The expected new pathway for temporary residents is expected to be announced within the next couple of months.
“We’re in the depths of planning the policy so we can have a policy that’s not driven by a need to respond urgently in the face of an emergency, but actually to have a permanent pathway that provides a clear path for those seeking permanent residency who can enter Canada,” said Fraser in June.
So far, the immigration minister and IRCC are refusing to divulge any details of this potential new pathway.
International Students Desperate For Answers From Ottawa As Start Of School Year Looms
But as the school year approaches, many international students were worried and looking for answers from Ottawa and the colleges and universities to which they have applied, desperate to know whether or not they would be able to study in Canada this year.
The extension of distance education without foregoing the ability to get a PGWP is a temporary solution for many international students, a kind of escape hatch from their current ordeal.
But, clearly, Ottawa, the international students and the colleges and universities would ideally like those students to be able to get study permits and come to Canada to complete their studies.
“The High Commission of India in Ottawa and our consulates in Toronto and Vancouver continue to be engaged with relevant Canadian interlocutors including Canadian academic institutions and universities regarding problems faced by Indian students due to delays in the issue of visas,” wrote the high commission in its advisory.
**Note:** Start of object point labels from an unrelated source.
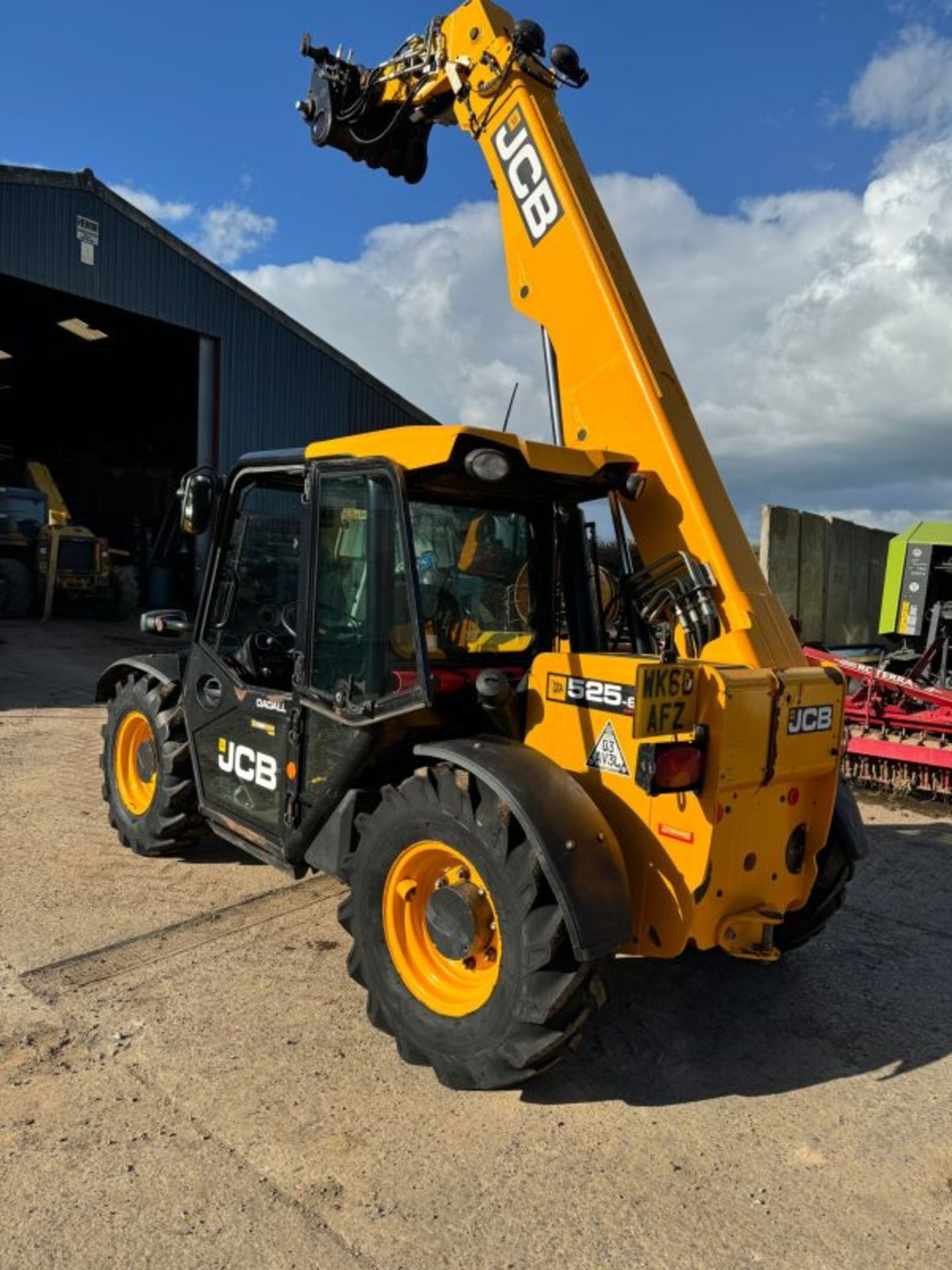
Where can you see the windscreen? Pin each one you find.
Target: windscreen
(474, 571)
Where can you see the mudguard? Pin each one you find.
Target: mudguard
(164, 667)
(848, 825)
(579, 851)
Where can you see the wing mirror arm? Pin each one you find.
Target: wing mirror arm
(167, 621)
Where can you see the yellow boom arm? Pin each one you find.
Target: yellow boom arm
(616, 385)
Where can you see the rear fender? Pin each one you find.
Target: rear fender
(163, 667)
(848, 825)
(578, 849)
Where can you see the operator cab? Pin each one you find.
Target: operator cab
(344, 591)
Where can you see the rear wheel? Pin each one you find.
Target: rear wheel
(836, 865)
(16, 588)
(147, 778)
(459, 940)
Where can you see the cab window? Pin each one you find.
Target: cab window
(252, 614)
(474, 571)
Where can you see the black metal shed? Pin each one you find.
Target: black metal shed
(262, 379)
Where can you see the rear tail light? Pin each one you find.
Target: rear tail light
(672, 769)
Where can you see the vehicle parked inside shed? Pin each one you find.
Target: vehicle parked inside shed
(45, 556)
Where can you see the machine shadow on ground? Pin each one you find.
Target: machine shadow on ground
(870, 995)
(55, 665)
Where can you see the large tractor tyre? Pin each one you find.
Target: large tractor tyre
(16, 588)
(124, 592)
(836, 865)
(147, 778)
(459, 939)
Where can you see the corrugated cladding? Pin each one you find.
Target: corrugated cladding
(280, 385)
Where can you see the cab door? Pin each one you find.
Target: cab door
(239, 687)
(362, 658)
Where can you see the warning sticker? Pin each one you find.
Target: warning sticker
(607, 753)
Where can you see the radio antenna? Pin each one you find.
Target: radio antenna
(512, 400)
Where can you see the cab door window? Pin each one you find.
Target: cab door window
(364, 647)
(253, 610)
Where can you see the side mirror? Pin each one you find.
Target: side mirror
(197, 494)
(167, 621)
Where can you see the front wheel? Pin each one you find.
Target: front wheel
(147, 778)
(459, 940)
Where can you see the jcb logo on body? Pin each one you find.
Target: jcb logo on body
(248, 765)
(526, 173)
(809, 719)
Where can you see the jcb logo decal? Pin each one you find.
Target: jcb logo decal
(248, 765)
(809, 719)
(527, 175)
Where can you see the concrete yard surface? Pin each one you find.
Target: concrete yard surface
(190, 1079)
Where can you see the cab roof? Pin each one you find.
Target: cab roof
(416, 447)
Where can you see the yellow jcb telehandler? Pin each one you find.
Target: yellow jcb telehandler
(405, 669)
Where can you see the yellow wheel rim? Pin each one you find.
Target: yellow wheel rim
(444, 984)
(134, 760)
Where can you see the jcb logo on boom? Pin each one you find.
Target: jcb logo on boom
(248, 765)
(527, 175)
(809, 719)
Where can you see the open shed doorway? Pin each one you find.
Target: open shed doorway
(110, 402)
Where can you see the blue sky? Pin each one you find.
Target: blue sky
(778, 172)
(193, 102)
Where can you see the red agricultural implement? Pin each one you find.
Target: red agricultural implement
(899, 727)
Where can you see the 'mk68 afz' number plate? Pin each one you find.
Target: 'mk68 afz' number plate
(666, 700)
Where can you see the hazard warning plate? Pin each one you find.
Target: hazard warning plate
(666, 700)
(607, 755)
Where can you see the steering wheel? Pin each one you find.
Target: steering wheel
(338, 622)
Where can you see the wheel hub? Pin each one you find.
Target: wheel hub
(442, 929)
(459, 920)
(135, 762)
(146, 761)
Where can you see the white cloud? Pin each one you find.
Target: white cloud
(909, 87)
(153, 206)
(226, 234)
(811, 329)
(231, 232)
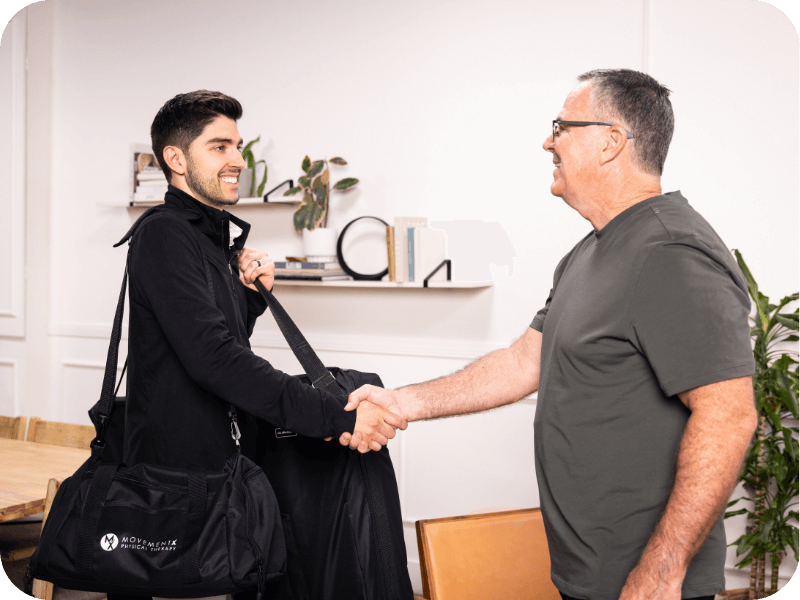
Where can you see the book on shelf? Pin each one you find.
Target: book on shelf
(390, 251)
(301, 264)
(300, 273)
(148, 194)
(144, 168)
(430, 249)
(401, 226)
(155, 182)
(307, 277)
(148, 176)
“Highlighting these issues and the fact that Indian students have already deposited tuition fees with the Canadian institutions, we requested the Canadian authorities to expedite processing of visa applications for students from India.”
On its website, IRCC provides estimates of the current processing times for various types of applications, including study permits. The current processing time for study permits from international students applying outside of Canada is 12 weeks.
That estimated processing time does not include the time it takes to send an application between a visa application centre (VAC) and the IRCC’s offices or the time needed to provide biometrics.
With the academic year only a couple of weeks away, many Canadian colleges and universities have put in place contingency plans to help international students who have not yet received their study permits to come to Canada.
Those contingency plans are usually the opportunity to complete courses online.
Colleges And Universities In Some Cases Offering Online Courses For Stranded International Students
“Some institutions will provide a remote option for students unable to reach Canada at the start of the term because they have not yet received their visa,” notes the high commission.
“Students can contact the university/institutions to find out which courses have a remote option and to discuss their options in case some do not.”
Colleges and universities in Canada have apparently made Ottawa aware of the situation and asked for expedited processing of study permits.
“For students wishing to defer their admission, the university/institution is communicating to students their options including deferring the offer of admission to a later term or consider exceptional circumstances on a case-by-case basis,” notes the high commission.”
In a statement released earlier this week, Canadian immigration officials indicated the department is processing far more study permits now than it did prior to the start of the COVID-19 pandemic.
“Last year, the IRCC finalized almost 560,000 study permit applications, surpassing our previous record from 2019 by 31 per cent,” said the immigration department in a statement this week. “IRCC is already outpacing that number in 2022, with almost 360,000 study permits finalized between Jan. 1 and July 31, 2022, compared to about 306,000 finalized in the same period in 2021.”